Fiqih bisa diibarat dengan pisau bermata dua, ia akan menjadi progresif apabila dibaca secara cerdas. Sebaliknya, bagi pembaca yang “salah paham” dengan Fiqih ia akan terjebak kepada taqlid yang membabi buta, atau kalau tidak ia akan menjadi orang yang anti Fiqih. Mengapa? Kita tahu bahwa kebanyakan kitab-kitab Fiqih yang diajarkan di berbagai pesantren di Indonesia, lebih kepada kitab yang ditulis dengan model komentar terhadap ulama salaf (model syarah).  Tradisi ini mulai perkembang pada era kemunduran umat Islam tepatnya ketika runtuhnya kota Bagdhad. Pada dekade ini, kebanyakan ulama tidak lagi produktif dalam menghasilkan karya-karya yang orginal, akan tetapi mereka lebih fokus dalam mengomentari karya ulama sebelumnya. Akhirnya, kita tidak lagi menemukan orang-orang seperti Imam Syafi’i, selaku penggagas Usul Fiqih dan lainnya pada tempo ini.

Kitab Fiqih yang ada dihadapan mata kita saat ini adalah hasil dari jerih payah ulama klasik. Pastinya, kitab ini ditulis dalam tempo waktu yang berbeda dengan saat ini. perbedaan waktu tentu juga berpengaruh terhadap kejadian, peristiwa, dan kondisi sosial yang ada pada waktu itu. walhasil, realitas ketika kitab terlahir dari pena penulisnya tidak  berbanding lurus dengan apa yang dihadapi oleh pembacanya saat ini.

Fakta semacam inilah yang penulis maksud dengan Fiqih ibarat bermata dua. Orang akan menjadi anti Fiqih atau jatuh kejurang taqlid ketika ia tidak memahami kapan Fiqih itu dibuat dan persoalan apa yang dihadapinya saat itu. bagi si pembaca yang seperti ini, ia kan mengklaim kalau kitab-kitab Fiqih klasik tidak relevan dengan zamannya, sebab tidak membahas persoalan aktual.
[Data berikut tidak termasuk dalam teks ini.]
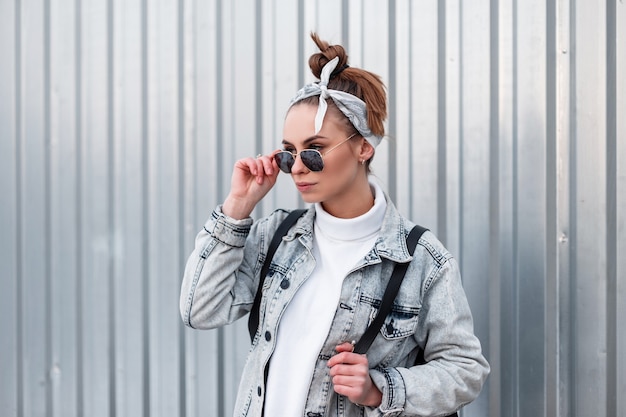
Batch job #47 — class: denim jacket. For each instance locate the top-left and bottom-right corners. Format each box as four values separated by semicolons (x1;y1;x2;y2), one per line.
180;197;489;417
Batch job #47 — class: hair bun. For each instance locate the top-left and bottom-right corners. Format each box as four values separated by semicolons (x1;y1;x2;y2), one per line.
309;33;348;79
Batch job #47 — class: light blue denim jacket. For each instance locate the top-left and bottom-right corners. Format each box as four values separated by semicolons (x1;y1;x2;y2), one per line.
180;197;489;417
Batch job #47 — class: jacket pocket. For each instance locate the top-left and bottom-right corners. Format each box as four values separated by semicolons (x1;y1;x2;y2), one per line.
370;305;419;341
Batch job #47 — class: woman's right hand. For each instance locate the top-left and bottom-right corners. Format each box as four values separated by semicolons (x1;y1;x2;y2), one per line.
222;151;280;219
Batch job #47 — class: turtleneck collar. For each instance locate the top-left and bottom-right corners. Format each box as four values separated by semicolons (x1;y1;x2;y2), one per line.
315;179;387;241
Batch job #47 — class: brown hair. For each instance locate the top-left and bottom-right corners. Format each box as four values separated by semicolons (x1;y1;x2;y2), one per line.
302;32;387;136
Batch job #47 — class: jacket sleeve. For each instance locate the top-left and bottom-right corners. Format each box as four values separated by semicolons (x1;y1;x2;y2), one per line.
366;258;490;416
180;207;259;329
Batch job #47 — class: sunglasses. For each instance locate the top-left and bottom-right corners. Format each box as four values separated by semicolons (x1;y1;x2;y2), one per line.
274;133;356;174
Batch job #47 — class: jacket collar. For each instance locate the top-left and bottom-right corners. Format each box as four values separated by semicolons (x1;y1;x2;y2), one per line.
286;193;413;263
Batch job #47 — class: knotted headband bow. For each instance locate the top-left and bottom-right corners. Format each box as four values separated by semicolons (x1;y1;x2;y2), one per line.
289;57;383;147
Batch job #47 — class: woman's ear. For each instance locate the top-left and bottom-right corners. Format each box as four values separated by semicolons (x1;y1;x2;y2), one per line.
359;138;374;161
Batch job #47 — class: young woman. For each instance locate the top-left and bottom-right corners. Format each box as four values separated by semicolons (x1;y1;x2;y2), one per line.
180;34;489;417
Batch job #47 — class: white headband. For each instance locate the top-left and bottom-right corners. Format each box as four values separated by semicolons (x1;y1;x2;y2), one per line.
289;57;383;147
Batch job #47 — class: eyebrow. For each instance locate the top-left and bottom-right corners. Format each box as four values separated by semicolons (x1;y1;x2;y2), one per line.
282;135;330;146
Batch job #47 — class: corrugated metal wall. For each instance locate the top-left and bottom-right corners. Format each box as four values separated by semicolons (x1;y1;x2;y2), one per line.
0;0;626;417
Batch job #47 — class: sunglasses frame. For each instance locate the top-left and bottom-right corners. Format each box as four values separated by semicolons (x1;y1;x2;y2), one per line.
274;132;358;174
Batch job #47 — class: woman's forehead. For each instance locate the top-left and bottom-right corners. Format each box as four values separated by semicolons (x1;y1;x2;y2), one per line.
283;104;345;141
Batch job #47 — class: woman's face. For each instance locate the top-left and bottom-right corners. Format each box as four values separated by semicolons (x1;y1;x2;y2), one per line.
283;104;373;214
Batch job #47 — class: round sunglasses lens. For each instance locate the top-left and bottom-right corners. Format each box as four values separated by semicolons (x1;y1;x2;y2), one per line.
274;151;294;174
300;149;324;171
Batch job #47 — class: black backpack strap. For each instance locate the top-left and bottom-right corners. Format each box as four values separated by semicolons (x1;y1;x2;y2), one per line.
354;226;428;354
248;209;307;340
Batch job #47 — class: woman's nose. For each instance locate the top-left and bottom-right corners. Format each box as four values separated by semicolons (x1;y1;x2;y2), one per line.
291;153;309;174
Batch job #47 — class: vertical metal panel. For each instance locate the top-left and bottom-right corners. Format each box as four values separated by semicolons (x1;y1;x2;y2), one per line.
0;2;18;416
0;0;626;417
607;2;626;415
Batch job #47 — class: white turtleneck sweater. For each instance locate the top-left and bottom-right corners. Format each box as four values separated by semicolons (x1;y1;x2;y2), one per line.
265;181;387;417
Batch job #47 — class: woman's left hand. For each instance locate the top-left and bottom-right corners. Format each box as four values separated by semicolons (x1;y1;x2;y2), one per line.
328;342;383;407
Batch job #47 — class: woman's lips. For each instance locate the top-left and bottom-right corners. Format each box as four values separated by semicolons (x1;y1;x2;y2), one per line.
296;182;315;192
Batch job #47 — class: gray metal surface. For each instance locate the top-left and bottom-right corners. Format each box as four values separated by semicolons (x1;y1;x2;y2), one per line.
0;0;626;417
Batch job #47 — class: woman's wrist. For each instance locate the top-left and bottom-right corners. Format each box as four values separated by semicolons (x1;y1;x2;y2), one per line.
222;196;256;220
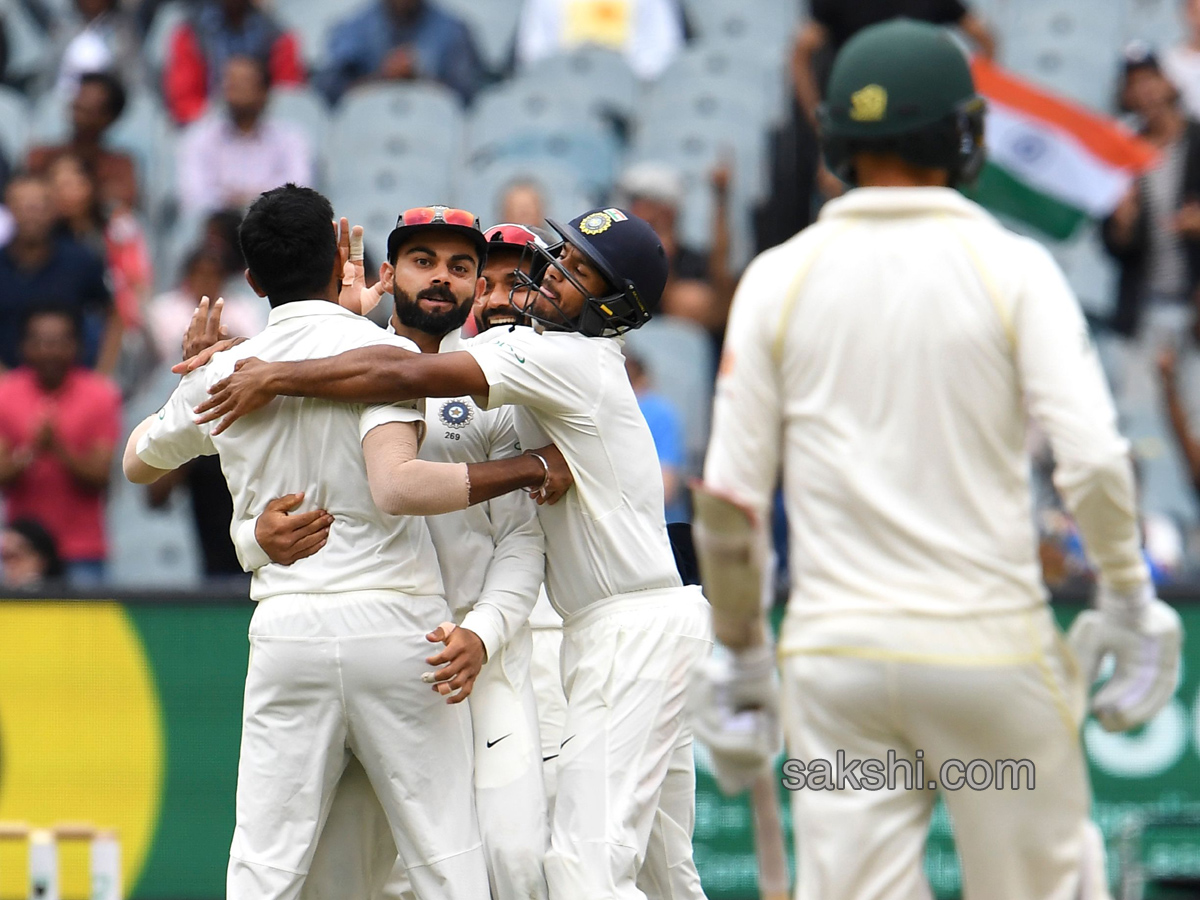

Kemudian, bagi pembaca yang kedua akan terus menerus jatuh kejurang taqlid dan anti perubahan, karena yang ada dalam kitab Fiqih hanya pendapat-pendapat ulama yang terkadang tidak disebutkan alasan dan argumentasi. Sehingga menjadi sulit bagi kita untuk menumukan pijakan-pijakan rasionalitas dari pendapat yang ia munculkan. Padahal, permasalah selalu berkembang terus menerus tanpa henti, sedangkan teks sangatlah terbatas, demikian Ibn Rusyd menyebutkan. 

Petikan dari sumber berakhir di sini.